Friday, March 23, 2007

Google and the deep web

A few new papers out of Google cover some of their work on indexing the deep web.

A Dec 2006 article, "Structured Data Meets the Web: A Few Observations" (PS), appears to provide the best overview.

The paper starts by saying that "Google is conducting multiple efforts ... to leverage structured data on the web for better search." It goes on to talk about the scope of the problem as "providing access to data about anything" since "data on the Web is about everything."

The authors discuss three types of structured data, the deep web, accessible structured data such as Google Base, and annotation schemes such as tags.

Of most interest to me was the deep web, described in the paper as follows:
The deep (or invisible) web refers to content that lies hidden behind queryable HTML forms.

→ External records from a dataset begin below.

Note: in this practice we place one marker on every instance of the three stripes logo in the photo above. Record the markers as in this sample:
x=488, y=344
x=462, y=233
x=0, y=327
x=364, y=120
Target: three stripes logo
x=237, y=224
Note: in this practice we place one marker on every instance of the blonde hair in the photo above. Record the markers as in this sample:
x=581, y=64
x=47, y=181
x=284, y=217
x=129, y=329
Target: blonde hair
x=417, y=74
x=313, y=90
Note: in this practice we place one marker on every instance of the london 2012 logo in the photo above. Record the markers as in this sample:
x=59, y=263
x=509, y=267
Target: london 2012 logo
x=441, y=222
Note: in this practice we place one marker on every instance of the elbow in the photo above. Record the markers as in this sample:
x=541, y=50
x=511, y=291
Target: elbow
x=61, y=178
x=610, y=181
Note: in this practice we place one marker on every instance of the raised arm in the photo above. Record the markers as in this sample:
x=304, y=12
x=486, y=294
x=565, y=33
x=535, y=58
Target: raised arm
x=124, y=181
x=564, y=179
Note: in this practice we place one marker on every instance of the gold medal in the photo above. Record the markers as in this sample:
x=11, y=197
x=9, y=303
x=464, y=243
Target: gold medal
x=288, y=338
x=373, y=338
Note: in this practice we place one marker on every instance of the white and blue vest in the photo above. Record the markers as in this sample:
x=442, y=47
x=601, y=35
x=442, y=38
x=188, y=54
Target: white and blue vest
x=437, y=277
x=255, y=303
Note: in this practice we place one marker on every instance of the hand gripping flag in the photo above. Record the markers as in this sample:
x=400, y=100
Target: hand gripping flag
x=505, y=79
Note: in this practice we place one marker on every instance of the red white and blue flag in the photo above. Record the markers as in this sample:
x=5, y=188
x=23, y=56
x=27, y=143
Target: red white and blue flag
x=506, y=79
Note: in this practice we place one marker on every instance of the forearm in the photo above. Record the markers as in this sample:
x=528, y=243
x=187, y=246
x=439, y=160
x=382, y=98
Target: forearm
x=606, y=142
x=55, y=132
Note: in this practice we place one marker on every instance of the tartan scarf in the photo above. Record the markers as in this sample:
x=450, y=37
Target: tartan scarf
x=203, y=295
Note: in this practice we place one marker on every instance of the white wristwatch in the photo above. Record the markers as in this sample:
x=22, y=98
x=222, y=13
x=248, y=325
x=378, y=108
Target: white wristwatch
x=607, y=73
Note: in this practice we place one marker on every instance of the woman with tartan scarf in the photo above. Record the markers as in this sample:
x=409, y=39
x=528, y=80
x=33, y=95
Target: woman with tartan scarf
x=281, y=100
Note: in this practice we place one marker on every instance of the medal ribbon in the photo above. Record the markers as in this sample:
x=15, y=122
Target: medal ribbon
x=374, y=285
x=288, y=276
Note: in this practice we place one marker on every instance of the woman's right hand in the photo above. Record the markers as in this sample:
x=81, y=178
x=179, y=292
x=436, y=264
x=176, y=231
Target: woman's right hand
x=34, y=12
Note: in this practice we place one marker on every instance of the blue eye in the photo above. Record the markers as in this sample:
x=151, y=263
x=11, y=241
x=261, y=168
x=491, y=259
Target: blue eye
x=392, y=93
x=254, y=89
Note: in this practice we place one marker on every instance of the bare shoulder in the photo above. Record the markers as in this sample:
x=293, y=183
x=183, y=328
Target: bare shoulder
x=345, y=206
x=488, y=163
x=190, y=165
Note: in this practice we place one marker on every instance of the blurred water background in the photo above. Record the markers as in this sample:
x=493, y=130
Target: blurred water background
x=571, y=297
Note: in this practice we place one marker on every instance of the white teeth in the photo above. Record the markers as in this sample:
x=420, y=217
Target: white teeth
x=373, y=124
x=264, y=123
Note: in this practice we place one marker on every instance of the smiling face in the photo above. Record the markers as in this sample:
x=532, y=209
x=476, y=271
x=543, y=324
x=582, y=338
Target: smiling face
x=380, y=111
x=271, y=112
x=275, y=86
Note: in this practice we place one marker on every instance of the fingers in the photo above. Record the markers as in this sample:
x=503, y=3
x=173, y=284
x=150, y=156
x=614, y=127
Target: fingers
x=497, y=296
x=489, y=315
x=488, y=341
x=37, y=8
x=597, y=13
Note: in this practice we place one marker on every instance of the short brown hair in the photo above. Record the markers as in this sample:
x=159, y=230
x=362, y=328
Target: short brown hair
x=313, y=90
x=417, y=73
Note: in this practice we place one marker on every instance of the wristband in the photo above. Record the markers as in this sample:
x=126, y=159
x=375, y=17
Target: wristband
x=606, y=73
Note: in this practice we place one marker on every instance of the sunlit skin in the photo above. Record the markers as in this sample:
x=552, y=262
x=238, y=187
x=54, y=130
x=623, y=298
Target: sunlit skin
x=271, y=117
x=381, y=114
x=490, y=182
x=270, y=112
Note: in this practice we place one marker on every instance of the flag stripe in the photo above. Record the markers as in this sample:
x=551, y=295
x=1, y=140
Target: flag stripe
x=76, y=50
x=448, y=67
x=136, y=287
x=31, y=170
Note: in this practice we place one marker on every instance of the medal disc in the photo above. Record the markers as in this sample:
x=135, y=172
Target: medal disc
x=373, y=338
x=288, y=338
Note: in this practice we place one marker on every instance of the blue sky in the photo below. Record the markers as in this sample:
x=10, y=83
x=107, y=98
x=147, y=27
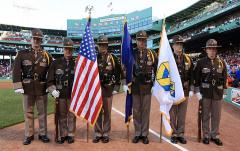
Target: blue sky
x=54, y=13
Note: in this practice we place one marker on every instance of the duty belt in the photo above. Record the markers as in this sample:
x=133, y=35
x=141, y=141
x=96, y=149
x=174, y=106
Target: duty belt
x=213, y=82
x=65, y=83
x=35, y=76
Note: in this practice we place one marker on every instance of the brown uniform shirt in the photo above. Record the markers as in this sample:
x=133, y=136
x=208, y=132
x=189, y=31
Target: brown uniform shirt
x=61, y=77
x=30, y=71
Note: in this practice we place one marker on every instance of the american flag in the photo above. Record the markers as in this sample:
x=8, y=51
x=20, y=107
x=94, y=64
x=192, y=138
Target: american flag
x=86, y=100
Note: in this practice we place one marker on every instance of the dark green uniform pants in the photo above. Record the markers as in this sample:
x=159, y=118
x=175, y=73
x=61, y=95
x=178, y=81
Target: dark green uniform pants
x=103, y=124
x=211, y=109
x=178, y=117
x=28, y=108
x=67, y=120
x=141, y=113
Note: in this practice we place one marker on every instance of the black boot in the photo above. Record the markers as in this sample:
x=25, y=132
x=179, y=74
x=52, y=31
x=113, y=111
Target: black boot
x=96, y=139
x=105, y=139
x=217, y=141
x=182, y=140
x=174, y=139
x=70, y=139
x=28, y=140
x=136, y=139
x=43, y=138
x=61, y=140
x=145, y=140
x=205, y=140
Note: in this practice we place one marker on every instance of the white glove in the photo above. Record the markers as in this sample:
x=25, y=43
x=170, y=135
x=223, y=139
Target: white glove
x=190, y=94
x=125, y=88
x=199, y=96
x=19, y=91
x=55, y=93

These are pages that are dynamically created in response to HTML ­form submissions, using structured data that lies in backend databases. This content is considered invisible because search ­engine crawlers rely on hyperlinks to discover new content. There are very few links that point to deep web pages and crawlers do not have the ability to fill out arbitrary HTML forms.

The deep web represents a major gap in the coverage of search engines: the content on the deep web is believed to be [vast] ... [and] of very high quality.
While the deep Web often has well structured data in the underlying databases, the Google authors argue that their application -- web search -- makes it undesirable to expose the deep Web structure. From the paper:
The reality of web search characteristics dictates ... that ... querying structured data and presenting answers based on structured data must be seamlessly integrated into traditional web search.

This principle translates to the following constraints:
  • Queries will be posed ... as keywords. Users will not pose complex queries of any form. At best, users will pick refinements ... that might be presented along with the answers to a keyword query.
  • The general search engine [must] detect the correct user intention and automatically activate specialized searches.
  • Answers from structured data sources ... should not be distinguished from the other results. While the research community might care about the distinction between structured and un­structured data, the vast majority of search users do not.
The authors discuss two major approaches to exposing the deep Web, virtual schemas and surfacing.

Virtual schemas reformulate queries "as queries over all (or a subset of) the forms" of the actual schemas. The virtual schema must be manually created and maintained. As the paper discusses, this makes it impractical for anything but narrow vertical search engines, since there are a massive number of potential domains on the Web ("data on the Web encompasses much of human knowledge"), the domains are poorly delineated, a large scale virtual schema would be "brittle and hard to maintain", and the performance and scalability of the underlying data sources is insufficient to support the flood of real-time queries.

Therefore, authors favor a "surfacing" approach. In this approach:
Deep web content is surfaced by simulating form submissions, retrieving answer pages, and putting them into the web index.

The main advantage of the surfacing approach is the ability to re­use existing indexing technology; no additional indexing structures are necessary. Further, a search is not dependent on the run­time characteristics of the underlying sources because the form submissions can be simulated off­line and fetched by a crawler over time. A deep web source is accessed only when a user selects a web page that can be crawled from that source.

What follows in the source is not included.